KG:202:2023:8 Aanschafkosten rolstoelpendelscooter aftrekbaar als uitgaven voor specifieke zorgkosten
Aanleiding
Belastingplichtige is invalide en daardoor rolstoelafhankelijk. In 2022 heeft belastingplichtige een rolstoelpendelscooter (hierna: pendelscooter) aangeschaft. Dit vervoermiddel is aangeschaft zodat belastingplichtige zich met de rolstoel over langere afstanden kan verplaatsen. Op de verder weg gelegen locatie kan dan nog van de rolstoel gebruik worden gemaakt.
De pendelscooter heeft de volgende kenmerken:
- Twee wielen achter, één wiel voor;
- Maximaal 108 cm breed, 176 cm lang en 115 cm hoog;
- Heeft bekapping aan de voorkant en zijkanten, maar heeft geen gesloten cabine;
- De maximale snelheid is 25 km/u;
- Gebruiker kan de rolstoel zelf in de pendelscooter rijden zonder hulp van anderen;
- Gebruiker kan in de rolstoel blijven zitten en met een lift wordt de rolstoel in pendelscooter geplaatst;
- Gebruiker bestuurt de pendelscooter vanuit de rolstoel.

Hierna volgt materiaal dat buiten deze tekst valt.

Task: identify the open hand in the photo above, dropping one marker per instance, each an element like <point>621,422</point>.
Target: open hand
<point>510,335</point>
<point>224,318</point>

Indien de pendelscooter kwalificeert als hulpmiddel als bedoeld in artikel 6.17, eerste lid, onderdeel d, van de Wet inkomstenbelasting 2001 (hierna: Wet IB 2001), dan kunnen de aanschafkosten in aftrek worden uitgebracht als uitgaven voor specifieke zorgkosten, mits aan de overige voorwaarden voor aftrek wordt voldaan.
N.B.: in deze casus wordt ervan uitgegaan dat de aanschafkosten drukken op de belastingplichtige en de belastingplichtige zich ook redelijkerwijs gedrongen heeft gevoeld om de pendelscooter aan te schaffen.
Vraag
Kan de pendelscooter worden aangemerkt als hulpmiddel als bedoeld in artikel 6.17, eerste lid, onderdeel d, Wet IB 2001?
Antwoord
Ja, een pendelscooter is een hulpmiddel als bedoeld in artikel 6.17, eerste lid, onderdeel d, Wet IB 2001. De pendelscooter kwalificeert niet als scootmobiel en valt daardoor niet onder de aftrekbeperking van artikel 6.17, tweede lid, onder 2, Wet IB 2001.
Beschouwing
Kwalificeert de pendelscooter als een hulpmiddel?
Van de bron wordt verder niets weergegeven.